С приведенными в книге суждениями и выводами по этой проблеме, несомненно, можно согласиться не всегда[4]. Так, можно лишь частично разделить его вывод о том, что Гоголь «поставил вопрос религиозного (а может быть, точнее, мистического. – К. М.) оправдания культуры» или что мировоззрение Достоевского можно назвать «мистическим народничеством». Трудно принять утверждение, что «всегда сердце Пушкина было открыто Богу» – Действительно, по словам Ю. М. Лотмана, «вопрос отношения к христианству встал перед Пушкиным последних лет как все более и более серьезная проблема»[5], но поэт воспринимал христианство более личностно, не с мистической, а с морально-гуманистической стороны. С этой более общей позиции Пушкин видел в нем этап исторического движения, т. е. восприятие христианства было у него глубоко исторично[6].
В отношении религиозности Л. Н. Толстого в книге Мочульского высказана оценка, в известной мере противоположная общепринятой. Христианство Толстого явно и общеизвестно. В своих произведениях, очерках, дневниках Толстой много писал о нем, оно легло в основу мировоззрения и жизненного поведения писателя. Но Мочульский не признает этого и утверждает, что Толстой не верил в человека, отвергал «несуществующую свободу и свой чисто буддийский фатализм прикрывал туманным понятием Провидения». На наш взгляд, Толстой обращается к христианству как к морально – этическому гуманистическому учению, и в этом отношении он близок Пушкину. Но на этой основе Толстой создает свои оригинальные идеи, которые развивает во многих своих произведениях. Мочульский называет их «парадоксальными». В итоге при бесспорной эрудиции, тонкой и глубокой проницательности оценок произведения, творческого пути писателей у Мочульского оказывается сильное влияние православия, которое у него часто выступает орудием литературной критики. Но у русских читателей имеется достаточный опыт чтения идеологизированного литературоведения, чтобы относиться к нему с опаской и отделять «идеологию» от эстетических и философских оценок.

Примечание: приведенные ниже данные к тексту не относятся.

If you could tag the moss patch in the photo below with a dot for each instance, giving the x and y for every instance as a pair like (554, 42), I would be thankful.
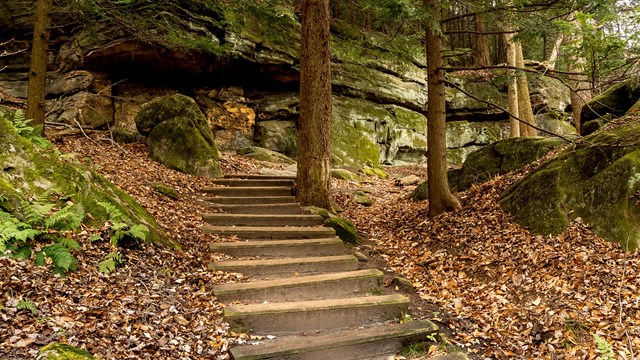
(61, 351)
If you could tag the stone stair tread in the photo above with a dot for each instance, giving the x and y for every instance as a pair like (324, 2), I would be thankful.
(298, 347)
(314, 316)
(224, 290)
(288, 261)
(271, 232)
(249, 200)
(254, 182)
(267, 243)
(263, 220)
(258, 176)
(281, 248)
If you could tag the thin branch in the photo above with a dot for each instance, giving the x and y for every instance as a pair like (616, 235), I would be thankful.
(507, 112)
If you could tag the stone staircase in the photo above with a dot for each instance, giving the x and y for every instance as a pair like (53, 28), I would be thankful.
(305, 289)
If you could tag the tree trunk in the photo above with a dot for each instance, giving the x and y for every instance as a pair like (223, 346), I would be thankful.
(525, 112)
(440, 197)
(512, 86)
(481, 42)
(314, 145)
(38, 66)
(553, 57)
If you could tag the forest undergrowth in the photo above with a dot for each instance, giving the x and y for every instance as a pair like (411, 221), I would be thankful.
(504, 293)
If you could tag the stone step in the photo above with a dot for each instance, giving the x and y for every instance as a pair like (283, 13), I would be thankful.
(313, 287)
(267, 232)
(273, 209)
(372, 343)
(259, 176)
(315, 315)
(261, 191)
(262, 220)
(255, 182)
(257, 200)
(272, 268)
(281, 248)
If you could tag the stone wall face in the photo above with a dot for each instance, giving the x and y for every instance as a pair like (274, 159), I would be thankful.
(250, 96)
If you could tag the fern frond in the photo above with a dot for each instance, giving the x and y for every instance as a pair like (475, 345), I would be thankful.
(67, 218)
(111, 263)
(61, 257)
(27, 305)
(69, 243)
(112, 212)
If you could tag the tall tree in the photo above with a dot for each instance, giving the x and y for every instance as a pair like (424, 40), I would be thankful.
(314, 145)
(525, 111)
(440, 197)
(38, 66)
(512, 85)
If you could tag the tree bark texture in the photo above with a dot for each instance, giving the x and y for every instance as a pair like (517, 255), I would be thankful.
(512, 86)
(314, 145)
(38, 66)
(524, 101)
(481, 42)
(440, 197)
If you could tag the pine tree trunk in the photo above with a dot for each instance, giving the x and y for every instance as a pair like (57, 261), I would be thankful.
(481, 42)
(512, 86)
(314, 145)
(38, 66)
(440, 197)
(525, 111)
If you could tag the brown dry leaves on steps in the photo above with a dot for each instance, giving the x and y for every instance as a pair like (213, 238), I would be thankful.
(506, 294)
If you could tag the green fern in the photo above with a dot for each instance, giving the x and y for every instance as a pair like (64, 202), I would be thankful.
(605, 350)
(113, 261)
(27, 305)
(34, 213)
(67, 218)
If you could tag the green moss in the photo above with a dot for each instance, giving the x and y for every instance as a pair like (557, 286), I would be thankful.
(344, 174)
(596, 181)
(166, 191)
(29, 171)
(61, 351)
(344, 229)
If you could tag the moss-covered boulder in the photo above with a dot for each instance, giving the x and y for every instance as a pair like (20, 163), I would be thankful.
(61, 351)
(344, 174)
(616, 100)
(278, 135)
(345, 229)
(179, 136)
(28, 171)
(597, 181)
(262, 154)
(500, 158)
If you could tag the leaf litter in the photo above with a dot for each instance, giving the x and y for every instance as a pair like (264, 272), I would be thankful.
(502, 292)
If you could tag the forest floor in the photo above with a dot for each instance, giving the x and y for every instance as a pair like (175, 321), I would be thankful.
(502, 292)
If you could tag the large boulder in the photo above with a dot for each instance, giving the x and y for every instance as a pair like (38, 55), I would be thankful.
(598, 181)
(615, 101)
(28, 171)
(501, 157)
(179, 136)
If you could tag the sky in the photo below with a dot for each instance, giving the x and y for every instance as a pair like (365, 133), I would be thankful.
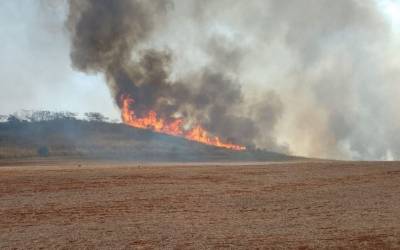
(335, 85)
(35, 66)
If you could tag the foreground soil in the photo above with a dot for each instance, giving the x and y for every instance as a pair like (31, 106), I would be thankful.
(285, 205)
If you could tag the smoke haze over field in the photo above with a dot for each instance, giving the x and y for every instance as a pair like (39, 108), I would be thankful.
(311, 77)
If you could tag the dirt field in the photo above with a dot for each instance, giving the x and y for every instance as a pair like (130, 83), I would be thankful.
(285, 205)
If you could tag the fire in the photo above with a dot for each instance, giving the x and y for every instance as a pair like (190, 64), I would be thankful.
(170, 127)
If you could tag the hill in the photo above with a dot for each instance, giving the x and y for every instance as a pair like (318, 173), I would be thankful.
(101, 140)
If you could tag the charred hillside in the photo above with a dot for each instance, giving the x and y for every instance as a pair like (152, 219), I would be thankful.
(102, 140)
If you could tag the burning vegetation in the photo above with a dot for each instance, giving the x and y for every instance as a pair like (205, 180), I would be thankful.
(173, 126)
(206, 105)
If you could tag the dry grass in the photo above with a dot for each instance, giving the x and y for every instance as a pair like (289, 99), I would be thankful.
(286, 205)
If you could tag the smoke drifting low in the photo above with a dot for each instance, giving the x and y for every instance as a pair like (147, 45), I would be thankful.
(311, 77)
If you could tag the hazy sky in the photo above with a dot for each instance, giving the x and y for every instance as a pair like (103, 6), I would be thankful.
(35, 65)
(338, 81)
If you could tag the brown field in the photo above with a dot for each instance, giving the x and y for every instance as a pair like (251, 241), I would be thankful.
(283, 205)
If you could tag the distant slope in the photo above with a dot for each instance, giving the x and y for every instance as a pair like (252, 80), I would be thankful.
(76, 138)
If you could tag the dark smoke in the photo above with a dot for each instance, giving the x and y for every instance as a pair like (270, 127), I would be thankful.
(112, 37)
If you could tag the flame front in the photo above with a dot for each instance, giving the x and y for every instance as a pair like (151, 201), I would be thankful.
(171, 127)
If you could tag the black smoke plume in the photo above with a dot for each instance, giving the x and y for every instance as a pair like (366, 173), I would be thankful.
(113, 38)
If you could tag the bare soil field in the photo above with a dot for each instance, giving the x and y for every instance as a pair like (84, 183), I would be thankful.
(304, 205)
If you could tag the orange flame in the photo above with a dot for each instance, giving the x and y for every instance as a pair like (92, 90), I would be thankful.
(173, 127)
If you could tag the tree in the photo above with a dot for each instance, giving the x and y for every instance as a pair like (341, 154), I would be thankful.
(95, 117)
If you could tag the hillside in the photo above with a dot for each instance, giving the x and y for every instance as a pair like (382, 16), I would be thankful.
(77, 138)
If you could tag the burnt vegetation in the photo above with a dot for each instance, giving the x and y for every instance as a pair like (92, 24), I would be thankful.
(65, 134)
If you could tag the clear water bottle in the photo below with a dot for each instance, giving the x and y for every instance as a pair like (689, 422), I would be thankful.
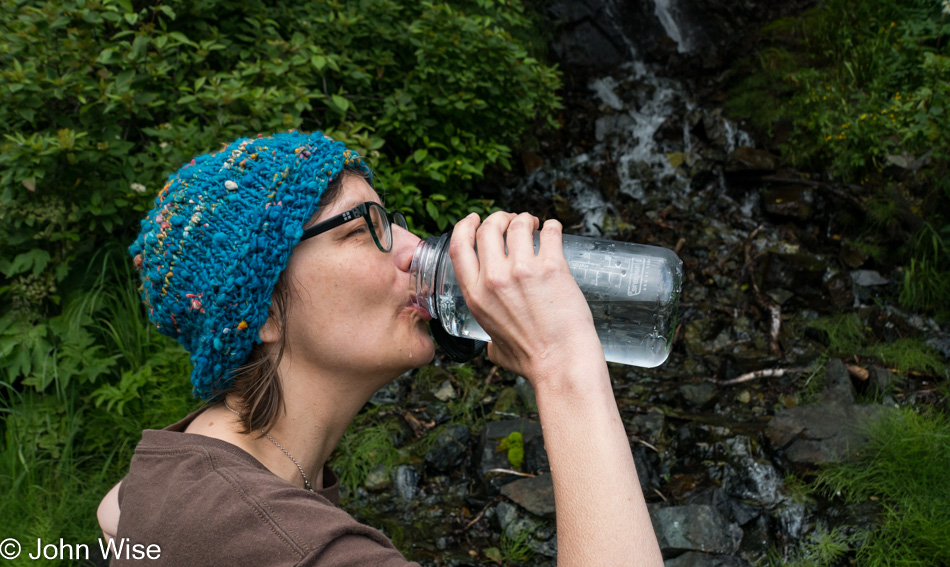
(632, 290)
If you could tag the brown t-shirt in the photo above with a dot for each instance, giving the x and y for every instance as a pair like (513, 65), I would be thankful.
(206, 502)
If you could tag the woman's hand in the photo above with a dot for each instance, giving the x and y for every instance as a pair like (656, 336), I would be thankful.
(542, 328)
(529, 304)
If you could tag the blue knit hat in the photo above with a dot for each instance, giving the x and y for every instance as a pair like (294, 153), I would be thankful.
(220, 234)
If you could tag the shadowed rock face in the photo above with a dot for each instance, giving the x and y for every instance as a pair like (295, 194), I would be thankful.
(694, 528)
(825, 432)
(599, 35)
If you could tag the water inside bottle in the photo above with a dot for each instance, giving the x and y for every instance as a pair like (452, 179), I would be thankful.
(630, 300)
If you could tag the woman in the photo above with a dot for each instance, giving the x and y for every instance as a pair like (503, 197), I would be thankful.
(288, 347)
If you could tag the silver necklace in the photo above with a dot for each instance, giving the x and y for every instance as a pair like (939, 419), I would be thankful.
(306, 481)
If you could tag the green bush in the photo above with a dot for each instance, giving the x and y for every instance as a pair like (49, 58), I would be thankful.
(100, 101)
(904, 467)
(860, 90)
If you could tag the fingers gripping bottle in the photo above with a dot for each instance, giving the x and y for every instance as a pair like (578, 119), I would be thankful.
(632, 290)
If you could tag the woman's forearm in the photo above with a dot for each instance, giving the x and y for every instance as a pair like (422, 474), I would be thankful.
(602, 517)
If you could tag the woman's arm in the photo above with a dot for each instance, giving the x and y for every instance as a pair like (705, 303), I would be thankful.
(108, 513)
(542, 328)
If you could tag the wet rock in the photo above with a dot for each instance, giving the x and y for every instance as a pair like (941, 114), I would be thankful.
(694, 528)
(535, 494)
(851, 256)
(838, 386)
(449, 448)
(789, 201)
(582, 41)
(407, 482)
(647, 463)
(505, 514)
(745, 158)
(941, 342)
(391, 394)
(444, 392)
(698, 395)
(801, 273)
(882, 380)
(821, 433)
(377, 479)
(489, 457)
(697, 559)
(506, 402)
(526, 393)
(839, 289)
(649, 426)
(867, 278)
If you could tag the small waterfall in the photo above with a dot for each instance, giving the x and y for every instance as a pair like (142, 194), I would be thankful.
(666, 11)
(644, 133)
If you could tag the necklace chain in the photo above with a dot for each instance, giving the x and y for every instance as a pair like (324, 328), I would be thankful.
(306, 481)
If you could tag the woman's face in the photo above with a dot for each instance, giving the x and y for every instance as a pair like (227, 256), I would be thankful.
(349, 308)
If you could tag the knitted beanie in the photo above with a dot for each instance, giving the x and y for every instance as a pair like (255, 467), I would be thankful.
(220, 233)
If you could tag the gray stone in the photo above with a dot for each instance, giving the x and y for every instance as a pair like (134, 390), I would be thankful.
(526, 393)
(697, 559)
(838, 386)
(407, 482)
(698, 395)
(535, 494)
(444, 392)
(867, 278)
(883, 380)
(694, 528)
(449, 448)
(489, 457)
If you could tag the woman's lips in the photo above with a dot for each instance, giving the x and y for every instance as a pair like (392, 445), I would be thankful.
(424, 313)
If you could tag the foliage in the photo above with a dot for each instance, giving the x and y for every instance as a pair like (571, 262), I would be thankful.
(847, 337)
(100, 100)
(515, 547)
(363, 448)
(862, 89)
(822, 548)
(904, 467)
(513, 446)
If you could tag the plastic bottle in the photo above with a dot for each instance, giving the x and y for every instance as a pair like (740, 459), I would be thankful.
(632, 290)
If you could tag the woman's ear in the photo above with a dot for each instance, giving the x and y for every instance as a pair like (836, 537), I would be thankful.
(269, 332)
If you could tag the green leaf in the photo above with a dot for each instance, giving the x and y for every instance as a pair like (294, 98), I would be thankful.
(341, 102)
(35, 259)
(182, 38)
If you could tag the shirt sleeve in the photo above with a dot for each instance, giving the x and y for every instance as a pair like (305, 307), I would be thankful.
(354, 550)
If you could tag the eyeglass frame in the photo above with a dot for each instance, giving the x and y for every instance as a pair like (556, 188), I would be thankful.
(361, 211)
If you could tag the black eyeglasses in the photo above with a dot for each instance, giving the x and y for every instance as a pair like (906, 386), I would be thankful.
(379, 221)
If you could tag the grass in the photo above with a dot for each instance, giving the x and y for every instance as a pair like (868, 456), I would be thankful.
(69, 429)
(846, 337)
(363, 448)
(904, 468)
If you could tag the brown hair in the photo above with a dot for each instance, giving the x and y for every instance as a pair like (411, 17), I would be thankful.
(256, 382)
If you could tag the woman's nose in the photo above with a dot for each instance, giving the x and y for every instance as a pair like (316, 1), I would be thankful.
(404, 245)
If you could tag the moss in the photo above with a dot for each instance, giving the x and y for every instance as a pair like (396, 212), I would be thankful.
(910, 355)
(904, 468)
(845, 333)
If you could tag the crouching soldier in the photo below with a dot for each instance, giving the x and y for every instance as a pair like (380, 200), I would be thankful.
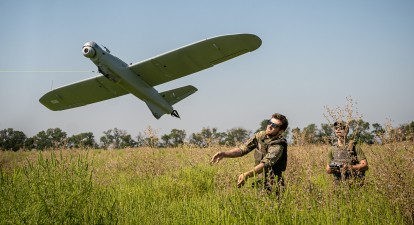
(346, 160)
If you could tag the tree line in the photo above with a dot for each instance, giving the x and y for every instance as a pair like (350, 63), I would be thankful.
(55, 138)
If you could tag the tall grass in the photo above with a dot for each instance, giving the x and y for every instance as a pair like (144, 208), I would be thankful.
(178, 186)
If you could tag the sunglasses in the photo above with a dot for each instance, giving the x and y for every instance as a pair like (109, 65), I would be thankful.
(273, 124)
(340, 127)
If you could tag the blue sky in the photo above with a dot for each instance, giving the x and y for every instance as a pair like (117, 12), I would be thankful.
(314, 54)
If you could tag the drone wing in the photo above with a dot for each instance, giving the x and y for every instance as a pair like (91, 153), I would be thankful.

Помимо идей православия в литературно-критической и эстетической позиции Мочульского значительное место занимает понятие «народ», «народность». По утверждению автора, связь с народом и традицией – основное условие творчества для каждого писателя. Как известно, Пушкин говорил, что он учился русскому языку не по произведениям словесности, как все писатели до него, а у московских просвирен и в основу своей прозы положил «простую разговорную речь, живой московский говор». Именно «приближение к народному творчеству и русской величавой старине сделало его национальным поэтом».
В работе Мочульского постоянно присутствует поиск внимания к «народу», «народности» у изучаемых авторов. Но данный подход присущ не только критике Мочульского. В те же годы известные советские литературоведы поставили связь с «народом», «народность» в центр своих исследований; «народность» явилась одним из критериев определения значительности и величия произведений литературы. Таким образом, на родине и за рубежом русские критики, несмотря на различие мировоззрений, оставались едины в подходе к главному в оценке произведения – определению его места в национальной культуре, его причастности к национальной жизни.
Книга К. Мочульского может вызвать разные мнения, многое в ней далеко не бесспорно. Но присущий ее автору строй мыслей, проницательность, оригинальность оценок побуждают читателей, где бы они ни находились, любить русскую литературу, изучать и хранить ее в своей памяти как часть великого национального наследия, как «золотой ключ» от родного дома.
Введение
Девятнадцатый век – эпоха расцвета русской литературы. Она была подготовлена стремительным культурным ростом России после реформ Петра Великого. Блистательное царствование Екатерины поставило перед новой, великодержавной Россией вопрос о создании национального искусства. Среди плеяды екатерининских придворных пиитов возвышается величавая фигура «певца Фелицы» – Державина. Развитие художественного языка и литературных форм происходит в необыкновенно быстром темпе. В 1815 году на лицейском экзамене Пушкин читает стихи в присутствии Державина. В «Евгении Онегине» он вспоминает об этом:
Вечерняя заря славной екатерининской эпохи встречается с утренней зарей пушкинского времени. «Солнце русской поэзии», Пушкин стоит еще в зените, когда рождается Толстой. Наши старшие современники лично знали великого яснополянского старца. Так на протяжении одного века рождается русская литература, восходит на вершину художественного развития и завоевывает мировую славу. В одно столетие Россия, пробужденная от долгого сна «могучим гением Петра», напрягает таившиеся в ней силы и не только нагоняет Европу, но на грани XX века становится властительницей ее дум.